Le remplacement partiel d'un moteur en violation d'une décision de justice ordonnant son remplacement intégral constitue une inexécution justifiant la résolution du contrat de vente et la restitution du prix (CA. com. Casablanca 2025)
Le remplacement partiel d'un moteur, en violation d'une décision de justice exigeant un remplacement intégral, constitue une inexécution justifiant la résolution du contrat de vente et la restitution du prix.
Points clés
- Non-respect d'une décision de justice.
- Remplacement partiel = inexécution contractuelle.

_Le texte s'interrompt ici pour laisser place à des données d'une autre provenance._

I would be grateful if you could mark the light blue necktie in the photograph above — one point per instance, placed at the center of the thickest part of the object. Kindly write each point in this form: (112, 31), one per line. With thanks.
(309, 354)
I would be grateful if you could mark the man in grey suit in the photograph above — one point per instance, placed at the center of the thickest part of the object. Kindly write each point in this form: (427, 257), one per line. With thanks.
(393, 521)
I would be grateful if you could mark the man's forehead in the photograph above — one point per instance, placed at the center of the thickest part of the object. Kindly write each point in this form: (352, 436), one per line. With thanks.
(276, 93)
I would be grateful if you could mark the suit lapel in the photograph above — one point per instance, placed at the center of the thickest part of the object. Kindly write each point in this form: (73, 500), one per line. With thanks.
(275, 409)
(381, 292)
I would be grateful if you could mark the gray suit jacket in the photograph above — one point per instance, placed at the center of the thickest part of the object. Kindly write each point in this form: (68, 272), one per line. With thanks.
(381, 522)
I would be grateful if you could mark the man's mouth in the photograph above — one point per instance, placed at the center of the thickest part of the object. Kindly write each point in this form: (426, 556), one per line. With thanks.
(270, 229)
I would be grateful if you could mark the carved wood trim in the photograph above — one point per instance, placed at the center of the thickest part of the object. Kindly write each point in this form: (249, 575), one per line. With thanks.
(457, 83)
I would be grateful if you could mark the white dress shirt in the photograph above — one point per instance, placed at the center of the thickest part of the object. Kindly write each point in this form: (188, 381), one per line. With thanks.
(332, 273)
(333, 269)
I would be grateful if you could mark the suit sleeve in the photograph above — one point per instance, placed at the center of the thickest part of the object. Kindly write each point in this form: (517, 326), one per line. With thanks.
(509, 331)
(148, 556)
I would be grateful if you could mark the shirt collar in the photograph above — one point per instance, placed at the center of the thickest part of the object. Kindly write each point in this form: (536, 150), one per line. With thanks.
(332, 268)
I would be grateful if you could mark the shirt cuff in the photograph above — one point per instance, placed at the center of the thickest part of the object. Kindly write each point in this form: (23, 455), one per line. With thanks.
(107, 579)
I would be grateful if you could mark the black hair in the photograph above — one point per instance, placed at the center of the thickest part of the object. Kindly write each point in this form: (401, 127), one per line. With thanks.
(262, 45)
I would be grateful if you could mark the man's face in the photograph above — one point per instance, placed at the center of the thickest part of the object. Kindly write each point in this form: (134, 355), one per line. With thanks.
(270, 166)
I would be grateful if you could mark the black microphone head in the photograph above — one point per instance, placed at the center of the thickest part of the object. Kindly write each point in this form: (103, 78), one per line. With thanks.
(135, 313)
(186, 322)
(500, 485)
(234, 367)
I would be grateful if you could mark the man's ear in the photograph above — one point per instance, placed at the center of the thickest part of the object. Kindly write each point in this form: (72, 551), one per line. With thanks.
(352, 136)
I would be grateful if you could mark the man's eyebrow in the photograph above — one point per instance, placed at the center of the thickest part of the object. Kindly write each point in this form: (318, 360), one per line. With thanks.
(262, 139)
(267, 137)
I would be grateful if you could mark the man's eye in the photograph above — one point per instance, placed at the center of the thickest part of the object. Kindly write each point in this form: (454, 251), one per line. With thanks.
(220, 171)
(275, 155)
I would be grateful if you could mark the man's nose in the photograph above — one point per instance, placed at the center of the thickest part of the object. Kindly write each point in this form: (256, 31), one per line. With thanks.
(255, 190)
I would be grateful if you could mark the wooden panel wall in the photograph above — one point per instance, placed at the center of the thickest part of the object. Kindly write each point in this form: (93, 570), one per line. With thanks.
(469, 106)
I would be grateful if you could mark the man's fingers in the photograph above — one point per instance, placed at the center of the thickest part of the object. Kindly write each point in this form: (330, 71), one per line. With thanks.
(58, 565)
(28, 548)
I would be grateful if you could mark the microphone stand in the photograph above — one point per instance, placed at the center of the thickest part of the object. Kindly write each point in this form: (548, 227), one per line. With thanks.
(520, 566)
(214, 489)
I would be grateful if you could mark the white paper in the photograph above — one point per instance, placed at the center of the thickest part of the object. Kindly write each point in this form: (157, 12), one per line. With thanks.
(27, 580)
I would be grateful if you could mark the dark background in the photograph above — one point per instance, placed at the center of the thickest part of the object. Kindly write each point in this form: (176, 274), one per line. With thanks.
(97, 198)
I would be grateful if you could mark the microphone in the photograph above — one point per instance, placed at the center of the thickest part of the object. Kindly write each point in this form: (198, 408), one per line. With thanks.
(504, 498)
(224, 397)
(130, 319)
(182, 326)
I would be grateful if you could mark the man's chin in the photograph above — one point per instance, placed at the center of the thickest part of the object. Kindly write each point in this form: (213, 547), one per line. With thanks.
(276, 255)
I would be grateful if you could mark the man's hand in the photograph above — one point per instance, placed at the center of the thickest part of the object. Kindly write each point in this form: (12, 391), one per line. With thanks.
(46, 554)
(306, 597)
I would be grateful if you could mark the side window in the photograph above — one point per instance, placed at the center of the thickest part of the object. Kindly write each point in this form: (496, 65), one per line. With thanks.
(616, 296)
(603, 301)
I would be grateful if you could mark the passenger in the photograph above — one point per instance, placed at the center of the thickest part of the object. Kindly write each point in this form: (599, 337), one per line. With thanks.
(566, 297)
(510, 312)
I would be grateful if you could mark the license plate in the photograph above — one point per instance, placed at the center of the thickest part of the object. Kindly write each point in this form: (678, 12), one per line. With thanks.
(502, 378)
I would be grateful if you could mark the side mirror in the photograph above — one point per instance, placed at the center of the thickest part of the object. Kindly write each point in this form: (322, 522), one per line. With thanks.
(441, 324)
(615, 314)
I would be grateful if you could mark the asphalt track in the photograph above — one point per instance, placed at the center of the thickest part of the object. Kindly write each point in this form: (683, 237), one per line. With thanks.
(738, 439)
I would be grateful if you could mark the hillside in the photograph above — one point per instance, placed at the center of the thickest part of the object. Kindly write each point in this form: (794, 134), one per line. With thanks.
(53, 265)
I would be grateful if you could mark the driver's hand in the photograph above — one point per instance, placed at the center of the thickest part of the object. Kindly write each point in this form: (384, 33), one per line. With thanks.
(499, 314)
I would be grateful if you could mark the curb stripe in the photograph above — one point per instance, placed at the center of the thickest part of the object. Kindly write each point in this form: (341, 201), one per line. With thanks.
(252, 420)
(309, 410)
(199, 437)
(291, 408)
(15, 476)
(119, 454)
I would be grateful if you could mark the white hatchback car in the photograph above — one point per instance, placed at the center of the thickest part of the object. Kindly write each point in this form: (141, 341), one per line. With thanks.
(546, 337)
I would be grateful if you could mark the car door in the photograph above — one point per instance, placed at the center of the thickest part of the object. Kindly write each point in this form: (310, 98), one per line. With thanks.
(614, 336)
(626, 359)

- Résolution du contrat de vente et restitution du prix.
Résumé
Cette décision de la Cour d'Appel de Commerce de Casablanca clarifie les conséquences d'une exécution partielle d'une obligation contractuelle, surtout lorsqu'une décision de justice a ordonné une exécution intégrale. Elle établit qu'une telle inexécution est suffisamment grave pour entraîner la résolution du contrat de vente. Par conséquent, le vendeur est tenu de restituer le prix d'achat à l'acheteur. Cela renforce le principe de l'exécution de bonne foi des obligations et le respect des décisions judiciaires.
Texte
Saisi d'un appel contre un jugement prononçant la résolution de la vente d'un véhicule pour vice caché, la cour d'appel de commerce se prononce sur les conséquences de l'anéantissement du contrat. Le tribunal de commerce avait ordonné la résolution et alloué des dommages-intérêts à l'acquéreur, mais avait omis de statuer sur la restitution du prix de vente. L'appelant contestait cette omission, arguant que la restitution est une suite nécessaire de la résolution, et sollicitait la majoration de l'indemnité. La cour constate l'inexécution par le vendeur d'une précédente décision de justice lui imposant le remplacement intégral du moteur, ce dernier n'ayant procédé qu'à un changement partiel de pièces. Elle retient que cette inexécution justifie la résolution et rappelle, au visa de l'article 556 du code des obligations et des contrats, que celle-ci emporte l'obligation de remettre les parties en l'état antérieur au contrat, ce qui inclut la restitution du prix. La cour écarte en revanche la demande de majoration des dommages-intérêts, estimant que leur évaluation par les premiers juges relevait de leur pouvoir souverain d'appréciation au vu des pièces produites. Le jugement est par conséquent réformé en ce qu'il a omis d'ordonner la restitution du prix, et confirmé pour le surplus.